Transcript of this video segment:

Steve: I saw a lecture not too long ago about what makes a good presenter for audiences, and the comment was that a good presenter presents the information to the audience and the audience takes that information, goes home and uses that in their practice. Then there’s a presenter who has all these wonderful slides and you walk out the door you don’t remember anything that he said, okay, and so what would you like medical professionals, family practitioners, pharmacist, nurses, dietitians to take away from your presentation? What is maybe three or four most important things?

Jane: Well, I would say put the person first and when you put the person first the language will follow. And you can’t use the word “diabetic” and put the person first. It just doesn’t work. And then the other thing for me is a strengths-based approach. So looking at what the person is doing, what they’re doing well, what they’re doing at all, and focusing on that.

Susan: Those are good ones. I think that I would add probably to think about how when we communicate about a challenge like living with diabetes, we have to think about words that can contribute to the burden of living with the disease, so when we are using words that make people feel judged and blamed, it has a big impact. As a psychologist,  I can tell you that that it contributes to anxiety, depression, diabetes distress and makes people want to pull away from being engaged with their disease rather than feeling welcomed in and encouraged.
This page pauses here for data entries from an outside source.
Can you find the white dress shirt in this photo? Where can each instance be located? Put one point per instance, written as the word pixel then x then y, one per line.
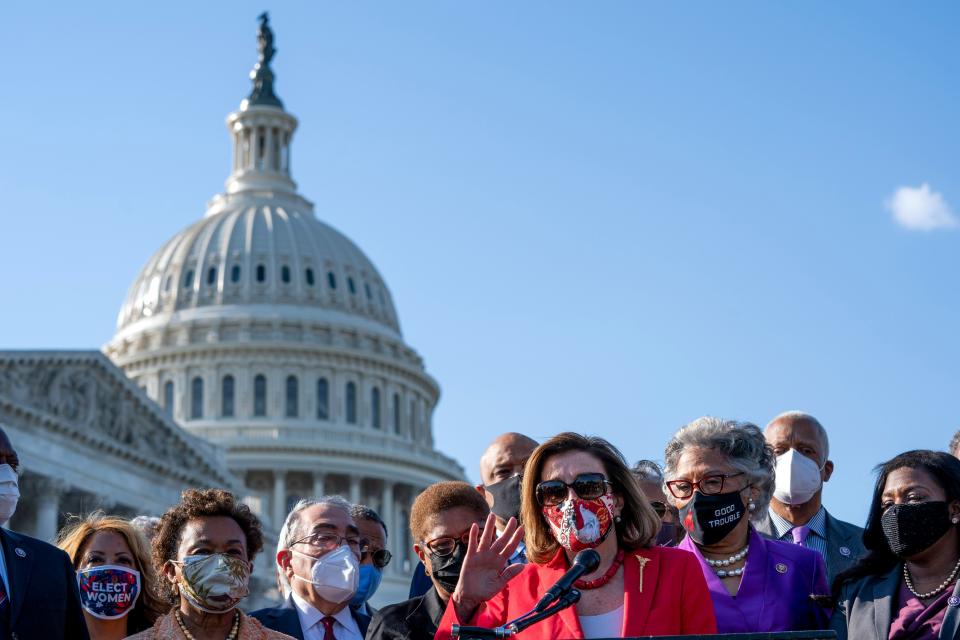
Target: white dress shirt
pixel 345 627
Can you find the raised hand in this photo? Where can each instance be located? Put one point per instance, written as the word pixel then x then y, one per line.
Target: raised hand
pixel 485 570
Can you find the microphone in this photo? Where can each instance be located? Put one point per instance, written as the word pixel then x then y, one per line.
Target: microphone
pixel 584 562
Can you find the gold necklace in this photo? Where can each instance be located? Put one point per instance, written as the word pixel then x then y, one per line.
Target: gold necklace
pixel 234 630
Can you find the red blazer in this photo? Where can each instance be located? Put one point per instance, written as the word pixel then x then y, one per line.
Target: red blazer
pixel 672 599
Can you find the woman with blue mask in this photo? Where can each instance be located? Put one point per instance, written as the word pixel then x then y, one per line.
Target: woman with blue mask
pixel 374 556
pixel 115 576
pixel 440 519
pixel 204 547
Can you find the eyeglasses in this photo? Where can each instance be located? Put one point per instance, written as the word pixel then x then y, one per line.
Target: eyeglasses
pixel 448 544
pixel 380 557
pixel 659 507
pixel 329 541
pixel 709 485
pixel 587 486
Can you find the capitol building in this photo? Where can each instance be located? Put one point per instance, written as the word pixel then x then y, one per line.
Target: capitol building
pixel 259 349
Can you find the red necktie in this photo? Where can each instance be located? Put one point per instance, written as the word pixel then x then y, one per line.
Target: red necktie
pixel 327 622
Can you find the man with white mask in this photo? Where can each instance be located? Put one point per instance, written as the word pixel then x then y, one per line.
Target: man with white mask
pixel 319 557
pixel 796 513
pixel 38 587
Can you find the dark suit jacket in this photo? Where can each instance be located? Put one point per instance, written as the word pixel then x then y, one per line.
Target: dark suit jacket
pixel 866 606
pixel 44 600
pixel 285 619
pixel 844 543
pixel 414 619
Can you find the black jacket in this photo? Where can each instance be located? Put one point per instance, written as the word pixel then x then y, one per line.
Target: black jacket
pixel 44 600
pixel 285 619
pixel 414 619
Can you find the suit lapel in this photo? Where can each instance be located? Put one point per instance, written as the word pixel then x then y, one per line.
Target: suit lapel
pixel 19 562
pixel 883 594
pixel 640 569
pixel 951 620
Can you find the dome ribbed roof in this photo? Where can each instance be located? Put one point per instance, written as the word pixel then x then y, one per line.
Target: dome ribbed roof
pixel 277 257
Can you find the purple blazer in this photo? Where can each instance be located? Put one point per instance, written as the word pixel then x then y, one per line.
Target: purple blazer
pixel 775 589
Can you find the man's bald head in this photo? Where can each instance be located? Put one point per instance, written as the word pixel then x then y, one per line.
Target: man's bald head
pixel 505 457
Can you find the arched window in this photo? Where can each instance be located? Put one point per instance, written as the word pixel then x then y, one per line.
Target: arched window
pixel 375 408
pixel 413 417
pixel 293 400
pixel 196 398
pixel 226 397
pixel 397 427
pixel 168 398
pixel 323 399
pixel 351 403
pixel 260 396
Steve: When you’ve given the medical professional something else to think about besides blood sugars, hypertension and foot care and eye care. So, you are adding more complication into the equation.

Susan: But really, it’s a philosophy, so if you think about it, like my job isn’t to fix that person, it’s to be a good listener, treat them with respect, treat and collaborate with them, work on what they have to bring to the table in terms of strength, and actually when you approach it like that, the language sort of naturally follows.

Steve: Yes, I could see that. If you don’t want to blame the patient for eating too much, you’re going to talk to the patient in a different tone and in a different way, so it’s really the idea will actually change your words.

Jane: And something you just said that our body language and our tone are just as important as our words.

Steve: It’s the same thing when a medical professional talks about physical activity. You know, they can’t really talk about it intelligently unless they’re doing it. The patient knows that. Again, I want to thank you for your time and enjoy the rest of your stay in San Diego. Thank you.